Ich hasste es, Kendall zu belügen, aber der Geruch, der über den Fluss schwebte, verriet mir, dass die Zeit wesentlich knapper war. Doch wir konnten unmöglich tagsüber fliehen. Die Fliegenden würden uns folgen, als wären sie Motten und wir das Licht. Mit jeder Brise wehte der Geruch der Elfen herüber. Schwefelminze. Sie waren Ausgeburten ihrer verdammten Hölle. Schwarz glitzernden blinkten sie im Wald, doch das Sonnelicht der Doppelsonne hinderte sie daran, hinter den Blättern hervor zu kommen. Zwischen ihrer Vorhut und uns lag nur noch der Fluss. Sie verhielten sich ruhig. Kein Ton kam über ihre Lippen, aber der stechende Geruch der Schwefelminze wurde wieder und wieder über das kräuselnde Wasser getragen.

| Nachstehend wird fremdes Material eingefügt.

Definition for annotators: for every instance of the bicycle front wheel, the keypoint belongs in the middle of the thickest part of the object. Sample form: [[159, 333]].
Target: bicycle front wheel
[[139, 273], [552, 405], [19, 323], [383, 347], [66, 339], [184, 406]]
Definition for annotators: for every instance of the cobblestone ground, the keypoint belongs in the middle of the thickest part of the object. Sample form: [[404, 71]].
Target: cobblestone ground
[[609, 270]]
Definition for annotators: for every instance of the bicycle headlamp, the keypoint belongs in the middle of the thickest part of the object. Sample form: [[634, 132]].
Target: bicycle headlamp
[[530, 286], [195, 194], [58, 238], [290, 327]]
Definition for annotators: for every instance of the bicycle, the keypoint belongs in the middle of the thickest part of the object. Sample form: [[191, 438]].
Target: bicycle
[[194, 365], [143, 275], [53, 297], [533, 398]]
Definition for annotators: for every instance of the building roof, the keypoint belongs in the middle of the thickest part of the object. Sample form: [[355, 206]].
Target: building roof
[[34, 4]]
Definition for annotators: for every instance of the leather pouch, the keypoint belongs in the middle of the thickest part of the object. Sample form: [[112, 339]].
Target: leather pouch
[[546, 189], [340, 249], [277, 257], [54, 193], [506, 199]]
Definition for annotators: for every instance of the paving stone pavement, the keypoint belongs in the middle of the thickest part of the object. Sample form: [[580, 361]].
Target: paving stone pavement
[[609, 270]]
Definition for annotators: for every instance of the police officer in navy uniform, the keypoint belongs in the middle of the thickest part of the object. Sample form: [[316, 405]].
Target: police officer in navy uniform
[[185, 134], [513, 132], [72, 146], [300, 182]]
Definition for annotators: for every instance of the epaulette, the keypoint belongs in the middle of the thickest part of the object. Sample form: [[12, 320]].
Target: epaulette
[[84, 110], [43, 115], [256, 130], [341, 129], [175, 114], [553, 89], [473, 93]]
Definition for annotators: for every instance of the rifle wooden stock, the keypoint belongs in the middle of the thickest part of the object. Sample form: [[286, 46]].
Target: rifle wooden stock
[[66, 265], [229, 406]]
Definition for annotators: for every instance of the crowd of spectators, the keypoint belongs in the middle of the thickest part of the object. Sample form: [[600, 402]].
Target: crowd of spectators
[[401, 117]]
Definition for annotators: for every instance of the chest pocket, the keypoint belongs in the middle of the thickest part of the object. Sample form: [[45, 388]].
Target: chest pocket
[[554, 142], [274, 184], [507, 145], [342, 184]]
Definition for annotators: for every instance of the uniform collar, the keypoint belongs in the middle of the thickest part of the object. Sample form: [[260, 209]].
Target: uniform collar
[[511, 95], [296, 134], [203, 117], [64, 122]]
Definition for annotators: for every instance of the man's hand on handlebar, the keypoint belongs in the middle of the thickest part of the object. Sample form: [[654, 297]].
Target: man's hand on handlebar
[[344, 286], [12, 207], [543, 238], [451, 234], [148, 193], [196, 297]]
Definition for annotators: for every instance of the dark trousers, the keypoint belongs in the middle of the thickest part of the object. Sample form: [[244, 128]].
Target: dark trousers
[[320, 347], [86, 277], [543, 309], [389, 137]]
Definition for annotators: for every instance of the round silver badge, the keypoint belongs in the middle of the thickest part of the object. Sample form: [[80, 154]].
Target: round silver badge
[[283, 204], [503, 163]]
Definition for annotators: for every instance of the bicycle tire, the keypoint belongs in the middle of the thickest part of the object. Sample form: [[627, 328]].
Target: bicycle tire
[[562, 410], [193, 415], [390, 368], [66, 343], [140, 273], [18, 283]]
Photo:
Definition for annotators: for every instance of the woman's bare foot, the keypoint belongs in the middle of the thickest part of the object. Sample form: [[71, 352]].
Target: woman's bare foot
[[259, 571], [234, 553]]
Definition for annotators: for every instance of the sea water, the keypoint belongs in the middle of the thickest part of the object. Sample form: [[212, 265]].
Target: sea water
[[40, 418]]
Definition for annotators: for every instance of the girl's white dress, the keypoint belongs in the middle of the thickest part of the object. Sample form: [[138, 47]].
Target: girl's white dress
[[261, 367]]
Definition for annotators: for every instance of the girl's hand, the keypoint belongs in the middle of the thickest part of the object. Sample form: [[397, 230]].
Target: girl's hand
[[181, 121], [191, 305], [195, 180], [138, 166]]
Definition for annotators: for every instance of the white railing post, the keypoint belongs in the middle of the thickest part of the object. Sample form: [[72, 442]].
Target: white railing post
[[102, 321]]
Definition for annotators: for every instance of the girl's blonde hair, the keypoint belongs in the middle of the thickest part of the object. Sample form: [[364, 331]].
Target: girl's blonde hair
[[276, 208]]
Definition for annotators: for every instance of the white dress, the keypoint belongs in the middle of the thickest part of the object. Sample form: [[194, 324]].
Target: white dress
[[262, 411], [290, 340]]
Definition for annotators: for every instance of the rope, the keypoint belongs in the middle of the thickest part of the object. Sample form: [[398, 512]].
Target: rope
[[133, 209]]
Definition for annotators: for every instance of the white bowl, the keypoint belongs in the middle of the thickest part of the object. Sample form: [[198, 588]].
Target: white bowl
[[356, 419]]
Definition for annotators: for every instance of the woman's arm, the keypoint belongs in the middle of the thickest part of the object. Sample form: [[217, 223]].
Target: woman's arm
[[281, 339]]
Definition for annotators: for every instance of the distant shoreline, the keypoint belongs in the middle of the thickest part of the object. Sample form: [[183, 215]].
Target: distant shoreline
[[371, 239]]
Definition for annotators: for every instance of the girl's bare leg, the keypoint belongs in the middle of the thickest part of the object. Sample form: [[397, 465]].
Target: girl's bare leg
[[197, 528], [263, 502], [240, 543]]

Kendall roch vieles nicht mehr, sah manches nicht, aber hatte bestimmt eine Ahnung, das ich ihn belog. Er beugte sich zu mir, sein alter Atem strich über mein Gesicht, als er mit seiner Klaue mein Kinn hob, in meine Augen sah und mich leise und unterdrückt anheischte. „Du bist es nicht, Tenda. Du bist nicht der, der uns führen kann, und so sehr ich dich schätze, mein Sohn, ich werde es verhindern, dass deine Eitelkeit mein Volk verführt. Lüge mich nie mehr an, Bauer, nie mehr, sage ich dir.“ Er sah kurz über den Fluss. „Ich warne jetzt die Versammlung, und die Frauen und Kinder werden das Dorf verlassen. Komme dazu, wenn die Sonnen untergehen, wir werden bereit sein. Du hättest es vermasselt, dass sollte dir immmer bewusst sein.“

Mein Fluchen vernahm er nicht, es ging unter im Rauschen des Flusses. Ich schloss die Augen für einen Moment, sah die Elfen und schwang in Gedanken einen Speer. Doch rührte mich nicht. Fluchte wieder und wieder. Ich hatte noch niemals jemanden mit einem Speer angegriffen. Mein Vater würde der Erste sein.